Hard to know the full truth on that since she really kept that aspect of their life as private as she could; he did not initially think of women as posessing the same intellectual capacity because many women did not have the level of professional experience that men did - it was very segregated in that women were still being socialized along the accepted rule that their place was in the home and with children, not in politics; all that said, the more Jackie expressed her opinion, made observations about political situations, and shared what she witnessed in foreign countries without him, the more he grew to respect her intellect.

6.) Was the way Jackie was raised bring out her independent and confident women ways?
I think it was in part just the way she was, no matter how she was raised - she was highly, highly individualistic and even though she seemed to follow all the rules of polite society and etiquette on the surface, beneath the surface she admitted to having a bit of a subversise thinking and did not want to follow the rules - that really outraged and horrified her mother who was very old-school.

7.) Did Jackie's fashion impact the women of the U.S.?
Very much so - hat, dresses, sunglasses, gloves, were all copied and were more youthful and even those who were older adapted the "Jackie Look" for themselves.

8.) Did Jackie have a positive impact on the U.S?
This is a tough one to answer - I would say definitely yes at the time she was in the White House and now she is becoming such an icon that she is almost mythological like Napoleon or Cleopatra - the one-named legend of Jackie.

9.) Has Jackie impacted your life or the way you live?
Besides my two-volume history on the First Ladies, I also wrote a book on the Kennedy family in the White House and also a biography of her - from all that research and writing, I think that I worked on expanding the range of historical subjects beyond just American history as a result of the way she thought; also my understanding of mythology and the way public figures all play a specific role in the imagination of the general public as part of a large and shared narrative story; also, perhaps my efforts to always improve the quality of my writing.
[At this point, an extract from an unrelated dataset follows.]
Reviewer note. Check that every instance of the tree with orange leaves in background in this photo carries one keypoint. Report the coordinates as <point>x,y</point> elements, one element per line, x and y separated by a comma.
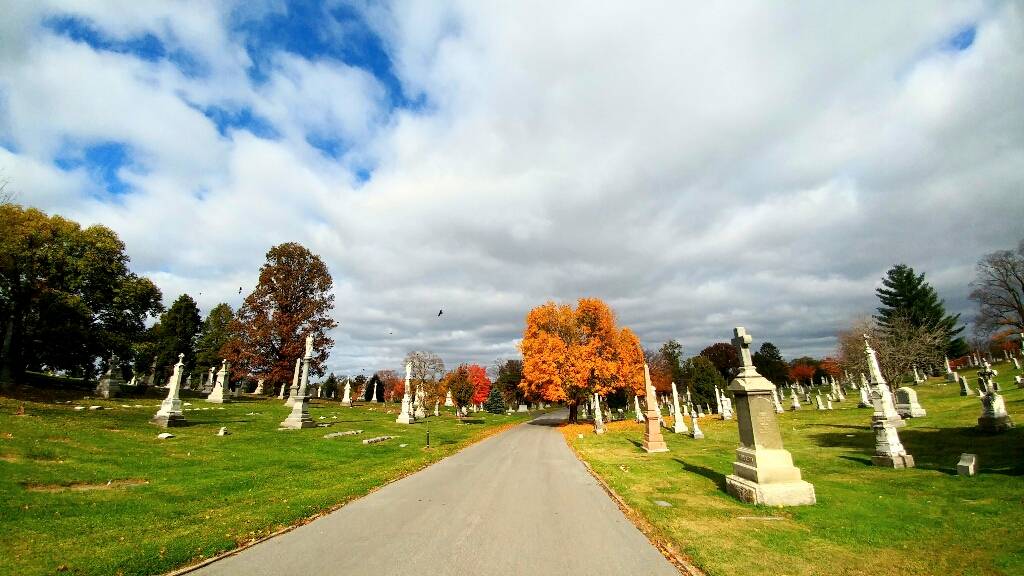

10.) How did Jackie impact society?
Her husband's funeral and the way she conducted herself was considered to be as Charles De Gaulle put it, "gave the word an example of how to mourn" - she created a system to forever keep the White House preserved, she also gave respect to the American arts and encouaged the idea that the US was equal in many areas of the arts, and finally her work on historic preservation in Washington was copied in many other large cities and small towns.